ENERGY PROJECT: The California Public Utility Commission approved the $294 million sale of Southern California Edison’s share of a coal-fired power plant in New Mexico to SCE, a unit of Rosemead-based Edison International, owns a 48 percent Arizona Public Service Co. share of two generating units at the Four Corners Generating Station. Facing a regulatory deadline under California’s greenhouse gas emission reduction law to sell all of its coal-fired generating assets by 2016, the utility reached an agreement in November 2010 to sell its share to Arizona’s largest electric utility, subject to regulatory approvals.

RECEIPT LAUNCH: Avita Medical Ltd., which recently moved operations from the United Kingdom to Northridge, has begun trading American depositary receipts tied to overseas stock. The receipts had an opening bid price of $3.50.The company, which is seeking U.S. regulatory approval to market a spray-on treatment that helps regenerate skin over wounds, scars and defects, said its regular shares will continue to trade on the Australian Securities Exchange. American depositary receipts represent the underlying securities of a non-U.S. company, and each of Avita’s receipts contains 20 ordinary shares.

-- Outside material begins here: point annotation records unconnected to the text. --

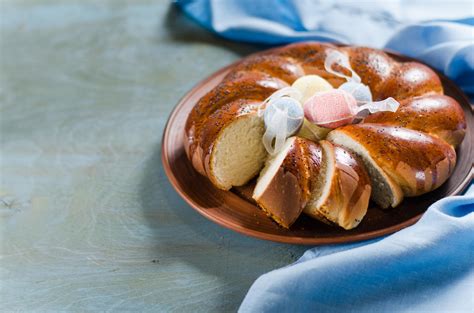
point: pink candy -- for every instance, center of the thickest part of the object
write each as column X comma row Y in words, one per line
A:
column 331, row 109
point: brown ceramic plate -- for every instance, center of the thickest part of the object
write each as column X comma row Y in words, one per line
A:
column 233, row 210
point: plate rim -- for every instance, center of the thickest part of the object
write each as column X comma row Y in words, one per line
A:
column 464, row 183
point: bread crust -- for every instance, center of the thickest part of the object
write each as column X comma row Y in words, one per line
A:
column 290, row 188
column 418, row 162
column 438, row 115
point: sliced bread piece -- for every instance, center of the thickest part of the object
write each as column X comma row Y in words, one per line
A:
column 345, row 189
column 231, row 142
column 286, row 183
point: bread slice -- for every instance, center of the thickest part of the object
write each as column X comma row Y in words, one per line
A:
column 327, row 182
column 288, row 180
column 232, row 144
column 344, row 189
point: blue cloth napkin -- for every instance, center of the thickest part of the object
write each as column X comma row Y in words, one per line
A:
column 404, row 26
column 428, row 267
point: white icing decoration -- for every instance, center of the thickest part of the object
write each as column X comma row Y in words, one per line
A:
column 283, row 117
column 360, row 91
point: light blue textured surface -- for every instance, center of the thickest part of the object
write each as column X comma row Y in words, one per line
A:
column 88, row 219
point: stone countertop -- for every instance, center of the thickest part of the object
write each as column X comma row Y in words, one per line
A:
column 89, row 221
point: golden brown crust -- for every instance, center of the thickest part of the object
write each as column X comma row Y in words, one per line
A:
column 438, row 115
column 409, row 80
column 290, row 188
column 418, row 162
column 373, row 66
column 257, row 77
column 250, row 85
column 349, row 192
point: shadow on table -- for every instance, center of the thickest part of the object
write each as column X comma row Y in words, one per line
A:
column 181, row 233
column 181, row 28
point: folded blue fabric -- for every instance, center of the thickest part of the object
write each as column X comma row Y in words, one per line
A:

EARNINGS: KB Home reported a fiscal first quarter net loss of $45.8 million, less than the loss in the same period a year earlier. The L.A. homebuilder said orders declined 8 percent. … Response Genetics Inc. reported a fourth quarter net loss of $3.9 million, 255 percent higher than in the same period a year earlier. The L.A. developer of genetic diagnostic test kits said revenue fell 23 percent to $6.4 million.